Au-delà du territoire français, Marianne continue de mener des guerres silencieuses. La stratégie n’a pas changé. D’un côté les marionnettes, de l’autre ceux qui tirent les ficelles. Cela explique, l’expulsion de Kémi Seba vers la « plantation », après qu’il a brûlé symboliquement un billet de 5000 F CFA. Kémi a commencé à travers  son organisation (Urgences Panafricanistes), à démocratiser un débat longtemps réservé aux élites. Les risques sont grands. Acquérir cette souveraineté monétaire va demander des sacrifices. Au-delà des mobilisations populaires qui doivent s’intensifier, il est nécessaire de s’approprier la question du CFA. Cette question ne doit plus rester la propriété privée d’une élite. Il faudra comprendre les enjeux, dénoncer mais également proposer des solutions salvatrices. En cela, le soutien des chercheurs aux activistes est plus que fondamental. Tout cela ne se fera pas sans douleur. Le combat des riches en danger et des pauvres en péril ne cessera pas de si tôt.

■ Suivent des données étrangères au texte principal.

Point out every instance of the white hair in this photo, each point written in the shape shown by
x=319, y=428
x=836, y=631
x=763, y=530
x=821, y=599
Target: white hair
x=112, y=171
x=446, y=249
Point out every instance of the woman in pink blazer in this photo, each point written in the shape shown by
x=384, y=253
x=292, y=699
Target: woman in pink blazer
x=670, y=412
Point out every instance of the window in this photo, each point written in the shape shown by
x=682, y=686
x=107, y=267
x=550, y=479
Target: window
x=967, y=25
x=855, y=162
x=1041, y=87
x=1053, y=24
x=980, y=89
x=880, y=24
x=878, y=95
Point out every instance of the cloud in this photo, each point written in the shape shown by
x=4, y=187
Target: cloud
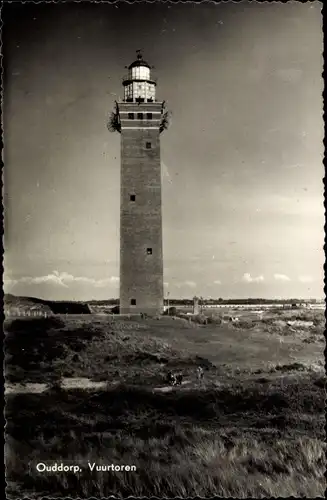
x=305, y=279
x=61, y=279
x=249, y=279
x=281, y=277
x=192, y=284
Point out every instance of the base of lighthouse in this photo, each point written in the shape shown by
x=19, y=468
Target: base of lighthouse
x=141, y=255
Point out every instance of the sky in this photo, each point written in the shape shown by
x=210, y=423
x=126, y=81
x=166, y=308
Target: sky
x=242, y=160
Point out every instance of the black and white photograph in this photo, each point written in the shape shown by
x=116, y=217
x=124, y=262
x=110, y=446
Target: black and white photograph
x=163, y=266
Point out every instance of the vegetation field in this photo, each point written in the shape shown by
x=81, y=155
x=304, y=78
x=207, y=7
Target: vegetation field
x=252, y=427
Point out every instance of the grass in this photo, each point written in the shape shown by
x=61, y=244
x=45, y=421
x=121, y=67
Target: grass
x=253, y=428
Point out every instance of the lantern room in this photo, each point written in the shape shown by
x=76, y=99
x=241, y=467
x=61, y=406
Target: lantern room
x=138, y=84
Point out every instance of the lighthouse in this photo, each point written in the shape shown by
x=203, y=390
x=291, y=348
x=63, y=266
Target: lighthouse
x=140, y=118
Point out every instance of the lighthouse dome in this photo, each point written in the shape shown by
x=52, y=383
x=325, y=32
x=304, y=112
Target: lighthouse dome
x=139, y=61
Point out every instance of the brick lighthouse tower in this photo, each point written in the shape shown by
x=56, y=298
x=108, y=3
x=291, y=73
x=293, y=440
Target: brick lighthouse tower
x=140, y=119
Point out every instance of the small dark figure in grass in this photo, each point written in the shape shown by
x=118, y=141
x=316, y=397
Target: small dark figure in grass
x=174, y=378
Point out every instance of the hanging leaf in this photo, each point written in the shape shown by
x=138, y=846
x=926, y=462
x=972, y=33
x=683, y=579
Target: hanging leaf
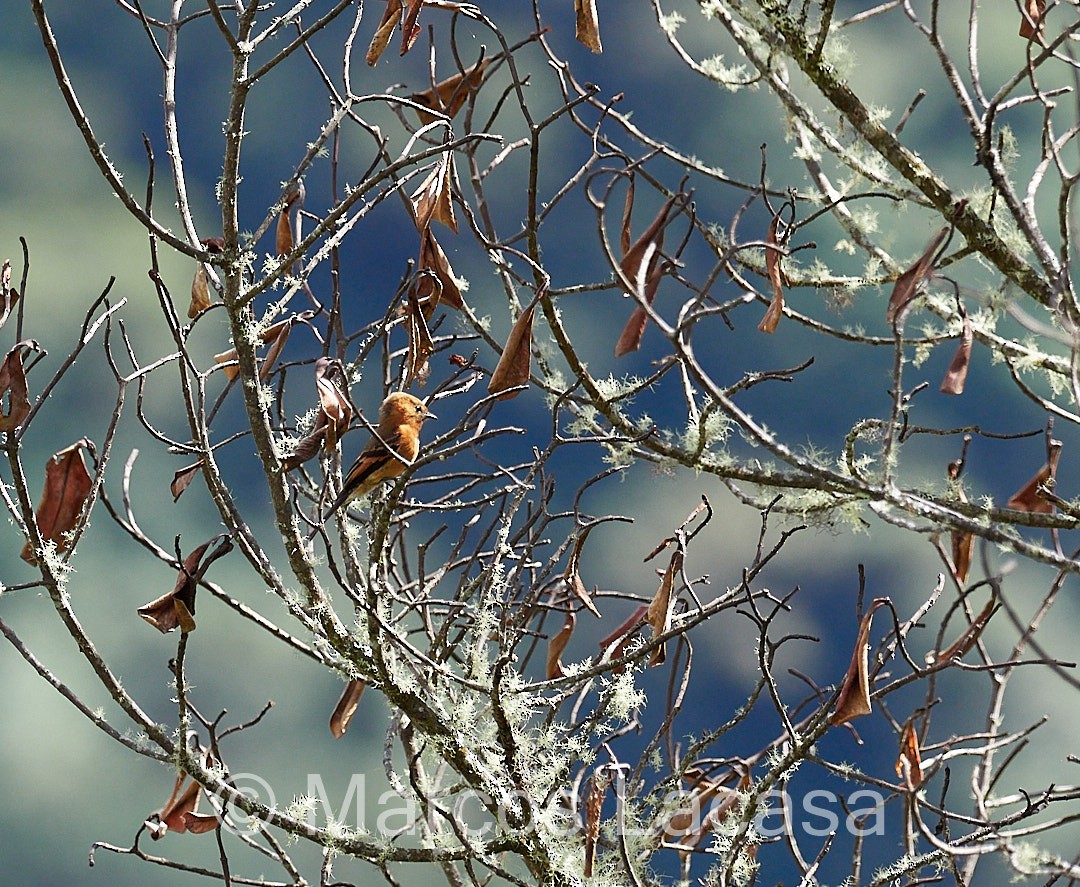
x=588, y=31
x=420, y=344
x=385, y=31
x=67, y=487
x=201, y=296
x=1031, y=19
x=1028, y=498
x=347, y=707
x=448, y=96
x=571, y=576
x=598, y=782
x=285, y=239
x=557, y=643
x=643, y=267
x=968, y=637
x=180, y=811
x=630, y=339
x=410, y=29
x=854, y=698
x=907, y=284
x=615, y=645
x=775, y=309
x=659, y=615
x=962, y=542
x=444, y=287
x=909, y=763
x=432, y=201
x=513, y=368
x=13, y=387
x=183, y=479
x=957, y=374
x=177, y=608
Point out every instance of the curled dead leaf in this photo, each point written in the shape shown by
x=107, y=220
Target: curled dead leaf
x=381, y=39
x=67, y=489
x=183, y=479
x=598, y=782
x=772, y=254
x=201, y=295
x=659, y=614
x=906, y=286
x=854, y=698
x=968, y=636
x=1031, y=18
x=557, y=643
x=433, y=200
x=1028, y=497
x=588, y=30
x=177, y=608
x=909, y=763
x=572, y=577
x=13, y=386
x=347, y=707
x=957, y=374
x=449, y=95
x=962, y=542
x=285, y=239
x=514, y=366
x=180, y=811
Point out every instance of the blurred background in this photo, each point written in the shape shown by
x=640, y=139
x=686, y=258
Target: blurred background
x=67, y=784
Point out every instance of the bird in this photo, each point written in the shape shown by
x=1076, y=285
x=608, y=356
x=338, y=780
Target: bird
x=388, y=453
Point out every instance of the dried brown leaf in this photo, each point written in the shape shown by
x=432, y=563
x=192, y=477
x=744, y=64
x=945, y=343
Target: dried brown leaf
x=557, y=643
x=598, y=782
x=347, y=707
x=659, y=615
x=433, y=200
x=443, y=289
x=335, y=411
x=1031, y=21
x=572, y=577
x=628, y=209
x=968, y=636
x=448, y=96
x=1028, y=498
x=410, y=29
x=907, y=284
x=385, y=31
x=200, y=292
x=772, y=254
x=183, y=479
x=909, y=763
x=957, y=374
x=588, y=31
x=177, y=608
x=514, y=366
x=67, y=487
x=13, y=387
x=646, y=250
x=420, y=344
x=854, y=698
x=283, y=239
x=179, y=814
x=630, y=339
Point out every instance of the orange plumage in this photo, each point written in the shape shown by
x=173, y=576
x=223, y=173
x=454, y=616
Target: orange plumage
x=390, y=452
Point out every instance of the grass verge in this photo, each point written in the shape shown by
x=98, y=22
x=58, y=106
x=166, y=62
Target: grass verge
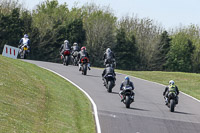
x=35, y=100
x=187, y=82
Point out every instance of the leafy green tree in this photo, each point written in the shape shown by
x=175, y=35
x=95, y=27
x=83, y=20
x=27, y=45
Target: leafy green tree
x=99, y=24
x=11, y=28
x=126, y=51
x=75, y=32
x=180, y=53
x=161, y=51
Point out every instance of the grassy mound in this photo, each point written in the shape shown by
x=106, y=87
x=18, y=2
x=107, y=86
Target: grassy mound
x=35, y=100
x=186, y=82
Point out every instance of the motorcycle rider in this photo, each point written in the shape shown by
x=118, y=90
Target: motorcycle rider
x=106, y=71
x=64, y=47
x=75, y=47
x=108, y=56
x=171, y=88
x=24, y=41
x=75, y=50
x=126, y=82
x=83, y=53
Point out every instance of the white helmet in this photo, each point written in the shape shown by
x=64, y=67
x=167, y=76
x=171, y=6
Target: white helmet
x=66, y=41
x=108, y=50
x=171, y=82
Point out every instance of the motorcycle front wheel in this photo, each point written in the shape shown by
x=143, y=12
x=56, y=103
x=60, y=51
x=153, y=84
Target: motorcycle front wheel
x=172, y=105
x=128, y=101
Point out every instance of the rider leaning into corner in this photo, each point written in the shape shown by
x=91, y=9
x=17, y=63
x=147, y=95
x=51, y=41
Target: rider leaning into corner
x=108, y=55
x=108, y=70
x=24, y=41
x=171, y=88
x=126, y=82
x=75, y=47
x=64, y=47
x=83, y=53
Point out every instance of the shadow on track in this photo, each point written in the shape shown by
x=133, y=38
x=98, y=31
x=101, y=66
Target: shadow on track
x=92, y=75
x=184, y=113
x=115, y=93
x=133, y=108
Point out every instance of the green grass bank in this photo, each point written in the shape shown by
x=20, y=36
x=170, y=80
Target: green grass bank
x=35, y=100
x=187, y=82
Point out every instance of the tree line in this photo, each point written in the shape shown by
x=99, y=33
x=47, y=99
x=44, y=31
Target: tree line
x=138, y=43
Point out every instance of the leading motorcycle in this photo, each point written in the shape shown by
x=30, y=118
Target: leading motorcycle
x=84, y=65
x=23, y=52
x=66, y=57
x=171, y=101
x=109, y=82
x=75, y=58
x=127, y=96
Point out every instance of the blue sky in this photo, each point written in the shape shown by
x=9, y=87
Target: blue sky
x=170, y=13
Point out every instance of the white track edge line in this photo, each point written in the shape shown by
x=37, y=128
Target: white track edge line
x=162, y=85
x=98, y=128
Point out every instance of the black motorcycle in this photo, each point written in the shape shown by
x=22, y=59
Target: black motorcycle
x=23, y=52
x=128, y=96
x=109, y=82
x=171, y=101
x=111, y=62
x=84, y=65
x=75, y=58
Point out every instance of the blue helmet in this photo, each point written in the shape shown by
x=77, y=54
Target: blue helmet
x=25, y=36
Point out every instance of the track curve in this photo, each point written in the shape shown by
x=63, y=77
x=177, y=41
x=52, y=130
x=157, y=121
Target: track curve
x=147, y=114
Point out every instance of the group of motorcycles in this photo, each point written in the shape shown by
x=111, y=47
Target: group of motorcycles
x=109, y=79
x=127, y=95
x=73, y=56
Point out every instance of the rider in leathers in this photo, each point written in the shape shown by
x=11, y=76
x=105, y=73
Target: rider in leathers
x=108, y=70
x=24, y=41
x=127, y=82
x=108, y=56
x=64, y=47
x=75, y=47
x=83, y=53
x=171, y=88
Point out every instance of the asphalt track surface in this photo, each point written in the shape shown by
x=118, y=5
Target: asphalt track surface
x=147, y=114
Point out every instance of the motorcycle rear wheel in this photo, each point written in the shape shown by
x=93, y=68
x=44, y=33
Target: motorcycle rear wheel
x=109, y=87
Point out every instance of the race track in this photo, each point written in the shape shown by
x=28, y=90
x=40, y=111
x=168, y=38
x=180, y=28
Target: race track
x=147, y=114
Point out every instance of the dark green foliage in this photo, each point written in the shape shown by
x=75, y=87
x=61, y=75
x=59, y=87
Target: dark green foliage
x=139, y=44
x=179, y=56
x=161, y=51
x=75, y=32
x=126, y=51
x=11, y=28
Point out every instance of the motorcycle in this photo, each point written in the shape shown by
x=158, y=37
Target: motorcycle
x=66, y=58
x=171, y=101
x=111, y=62
x=128, y=96
x=75, y=58
x=109, y=82
x=23, y=52
x=84, y=65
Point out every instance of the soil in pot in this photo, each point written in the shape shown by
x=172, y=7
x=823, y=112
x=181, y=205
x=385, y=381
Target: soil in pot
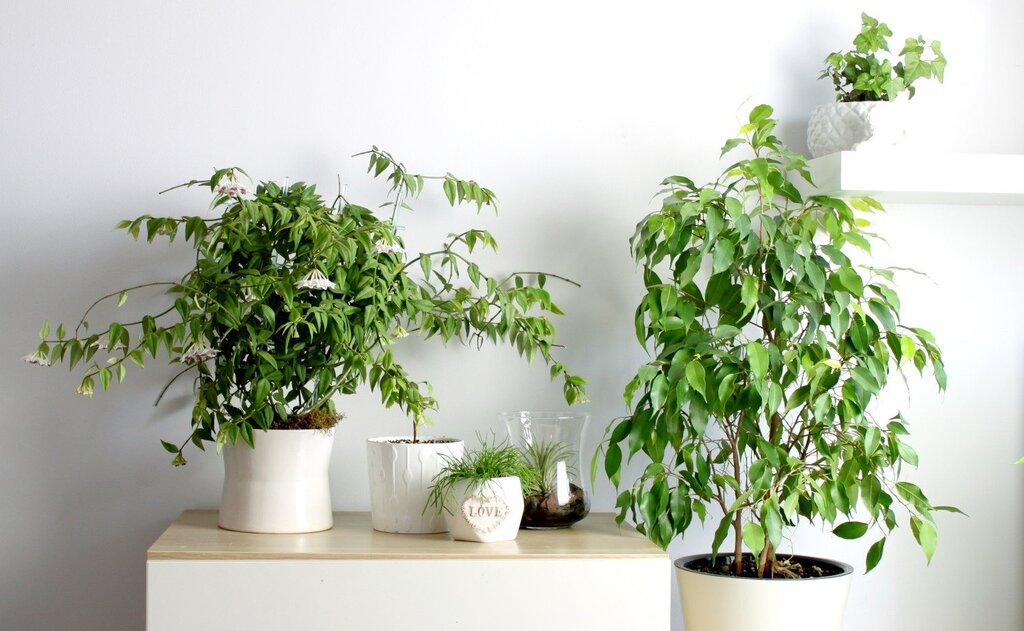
x=792, y=566
x=317, y=419
x=422, y=440
x=546, y=512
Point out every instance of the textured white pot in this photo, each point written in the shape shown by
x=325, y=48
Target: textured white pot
x=856, y=126
x=282, y=486
x=714, y=602
x=399, y=482
x=485, y=511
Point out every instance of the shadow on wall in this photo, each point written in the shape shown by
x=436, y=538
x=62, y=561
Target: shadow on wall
x=87, y=486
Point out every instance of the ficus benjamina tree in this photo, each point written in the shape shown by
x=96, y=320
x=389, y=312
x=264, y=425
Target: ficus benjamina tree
x=769, y=345
x=292, y=300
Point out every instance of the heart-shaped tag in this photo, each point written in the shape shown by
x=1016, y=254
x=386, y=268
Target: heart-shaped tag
x=484, y=511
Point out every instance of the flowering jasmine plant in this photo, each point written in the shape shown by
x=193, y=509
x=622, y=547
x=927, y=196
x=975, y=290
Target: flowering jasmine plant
x=293, y=300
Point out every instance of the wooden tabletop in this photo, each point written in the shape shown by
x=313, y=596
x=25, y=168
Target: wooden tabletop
x=195, y=536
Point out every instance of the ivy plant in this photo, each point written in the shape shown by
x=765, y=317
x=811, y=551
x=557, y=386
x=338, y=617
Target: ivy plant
x=769, y=345
x=292, y=300
x=862, y=75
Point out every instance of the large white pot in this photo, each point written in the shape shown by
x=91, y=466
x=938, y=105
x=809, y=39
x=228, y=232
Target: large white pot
x=485, y=511
x=399, y=482
x=713, y=602
x=282, y=486
x=856, y=126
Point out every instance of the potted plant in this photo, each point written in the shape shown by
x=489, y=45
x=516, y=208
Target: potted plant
x=480, y=494
x=467, y=305
x=292, y=300
x=550, y=445
x=769, y=345
x=866, y=113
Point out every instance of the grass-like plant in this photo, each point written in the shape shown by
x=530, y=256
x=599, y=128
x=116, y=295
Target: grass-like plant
x=863, y=74
x=491, y=461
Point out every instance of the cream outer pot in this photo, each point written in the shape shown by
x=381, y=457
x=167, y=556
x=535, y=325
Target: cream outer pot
x=399, y=482
x=856, y=126
x=281, y=486
x=726, y=603
x=485, y=511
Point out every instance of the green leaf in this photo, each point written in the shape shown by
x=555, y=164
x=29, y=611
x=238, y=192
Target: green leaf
x=907, y=454
x=695, y=376
x=851, y=281
x=757, y=355
x=612, y=463
x=725, y=253
x=658, y=391
x=850, y=530
x=749, y=293
x=875, y=554
x=883, y=313
x=449, y=186
x=721, y=533
x=754, y=537
x=773, y=523
x=872, y=437
x=926, y=535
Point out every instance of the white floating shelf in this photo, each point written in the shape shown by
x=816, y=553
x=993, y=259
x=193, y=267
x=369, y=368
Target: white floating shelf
x=920, y=177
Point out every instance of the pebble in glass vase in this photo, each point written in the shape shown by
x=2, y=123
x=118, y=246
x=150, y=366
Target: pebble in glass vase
x=551, y=442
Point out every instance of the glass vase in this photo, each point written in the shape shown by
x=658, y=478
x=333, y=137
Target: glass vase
x=551, y=443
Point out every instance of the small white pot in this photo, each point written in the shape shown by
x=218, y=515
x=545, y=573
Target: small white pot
x=485, y=511
x=282, y=486
x=399, y=482
x=856, y=126
x=713, y=602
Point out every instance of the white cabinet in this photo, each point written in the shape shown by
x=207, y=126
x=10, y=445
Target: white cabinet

Gardons à l’idée que tant que l’Afrique ne sera pas réellement souveraine, les Africains, filles, fils de Marianne ou pas, où qu’ils soient dans le monde ne seront pas libres. Prenons la mesure du combat. Et dans ce combat, le rôle de nos sœurs et frères en France est nécessaire. Vous devriez comprendre qu’en élisant vos représentants, vous leur donnez le pouvoir de perpétuer en votre nom des politiques dignes d’une autre époque. Nous ne voulons plus de cette monnaie qui nous dénie notre dignité, notre humanité, et qui symbolise la manière dont l’Occident nous a perçus et nous perçoit encore : des singes. Et puisqu’il s’agit de reprendre possession de soi, les tenants de ce statu quo, doivent comprendre qu’aujourd’hui, l’Afrique est bien trop éveillée pour continuer à être payée en monnaie de singe.

RAPPEL

Pour rappel, le franc CFA est né en 1945. De franc des Colonies Françaises d’Afrique, cette monnaie a changé d’appellation pour devenir  le franc de la Communauté financière africaine pour les  Etats en Afrique de l’Ouest et Franc de la Coopération financière en Afrique centrale pour les Etats en Afrique centrale. Elle est utilisée comme moyen de paiement dans 14 pays francophones (huit en Afrique de l’ouest, six en Afrique centrale).  Ces pays déposent 50% de leurs réserves monétaires au trésor français afin que la valeur du CFA puisse être garantie par l’Etat français. Aux tenants de la stabilité, de l’investissement ou de la croissance, s’opposent ceux qui fustigent la surévaluation du CFA et son impact négatif sur les exportations. Les produits provenant donc de la zone franc seraient difficilement en concurrence avec ceux des pays voisins, la plupart anglophones qui sont sortis de cette servitude à leur indépendance. Au Ghana, on utilise le Cedis, au Nigeria le Naira. Tous les pays du Maghreb, colonisés par la France ont quitté le CFA. C’est ainsi que le Maroc peut aujourd’hui se payer des pans entiers de nos économies. L’Indochine aussi a quitté sa monnaie coloniale (française). Il ne reste que nous. Le franc CFA a été dévalué en 1994, mais respire encore.